The proposed experiments will focus on these three groups of animals: swarming locusts, fish and birds. Observing these three groups will enable us to study collective behaviour across several scales of complexity. Desert locusts, for instance, are a major agricultural pest that can impact the livelihoods of up to one tenth of the global population. Despite their large impact on people and economies, little is known about how flightless juveniles coordinate their behaviour, and we know next to nothing about the coordinated behaviour of flying swarms of mature locusts. Schooling fish constitute a suitable model for investigating how vertebrate brains process collective signals required to coordinate group behaviour. Until recently, they were often regarded as little more than automata. However, research carried out over the past few years suggests that fish possess highly developed cognitive abilities, including a long-term memory. Since their motor behaviour is relatively simple and controlled by a small number of neurons in the brain stem, there is a chance for us to understand the relationship between sensory input and motor response. As compared to fish, many species of birds show a much larger variety of behavioural complexities. Their social behaviour is often based on relationships between individuals and, at least in part, on sophisticated social knowledge.
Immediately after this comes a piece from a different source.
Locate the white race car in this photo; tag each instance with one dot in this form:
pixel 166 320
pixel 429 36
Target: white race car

By examining collective behaviour across organisational scales, we can achieve a better and more comprehensive understanding of how collective animal behaviour works and which factors influence it.
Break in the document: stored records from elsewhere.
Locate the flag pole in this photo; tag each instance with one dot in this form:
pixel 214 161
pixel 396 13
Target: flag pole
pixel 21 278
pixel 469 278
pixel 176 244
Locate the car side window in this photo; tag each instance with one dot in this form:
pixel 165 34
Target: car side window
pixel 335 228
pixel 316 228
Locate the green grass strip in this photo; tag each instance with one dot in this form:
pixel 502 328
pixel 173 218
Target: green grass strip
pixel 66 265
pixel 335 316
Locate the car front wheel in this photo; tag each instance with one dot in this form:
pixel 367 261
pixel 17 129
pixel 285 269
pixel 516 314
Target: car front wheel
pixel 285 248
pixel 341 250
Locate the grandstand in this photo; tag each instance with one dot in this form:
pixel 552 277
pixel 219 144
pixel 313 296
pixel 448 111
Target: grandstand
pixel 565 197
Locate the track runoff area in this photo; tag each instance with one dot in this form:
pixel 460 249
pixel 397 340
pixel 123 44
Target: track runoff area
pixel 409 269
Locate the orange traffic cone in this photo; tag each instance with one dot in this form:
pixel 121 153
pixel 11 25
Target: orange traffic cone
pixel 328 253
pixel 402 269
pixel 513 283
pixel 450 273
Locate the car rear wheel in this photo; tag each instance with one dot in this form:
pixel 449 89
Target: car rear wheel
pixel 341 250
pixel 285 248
The VCC encompasses three synergetic and closely interlinked research priorities that build on each other: In research priority 1, new technologies for monitoring collective behaviour in reactive 3D environments are developed that are then put to use in experiments investigating swarming behaviour carried out in research priority 2. Using visual analysis, the data collected in research priority 2 is processed in research priority 3 and compared with data obtained from animals in the wild. This information is in turn fed back into research priority 2, where it is used to adjust the experiments carried out with laboratory animals. The VCC’s central institutions, the "Imaging Hangar" and "Fish Labs", cannot operate unless all three research priorities work together: input from research priority 1 is required to generate the reactive virtual environments for the organisms studied in research priority 2. The experiments conducted in research priority 2 involve desert locusts, zebrafish and red-billed quelea. Interactive analyses of the data collected in research priority 2 are carried out in research priority 3, which in turn influence the experiments conducted in research priority 2 as well as the immersive virtual environments generated in research priority 1.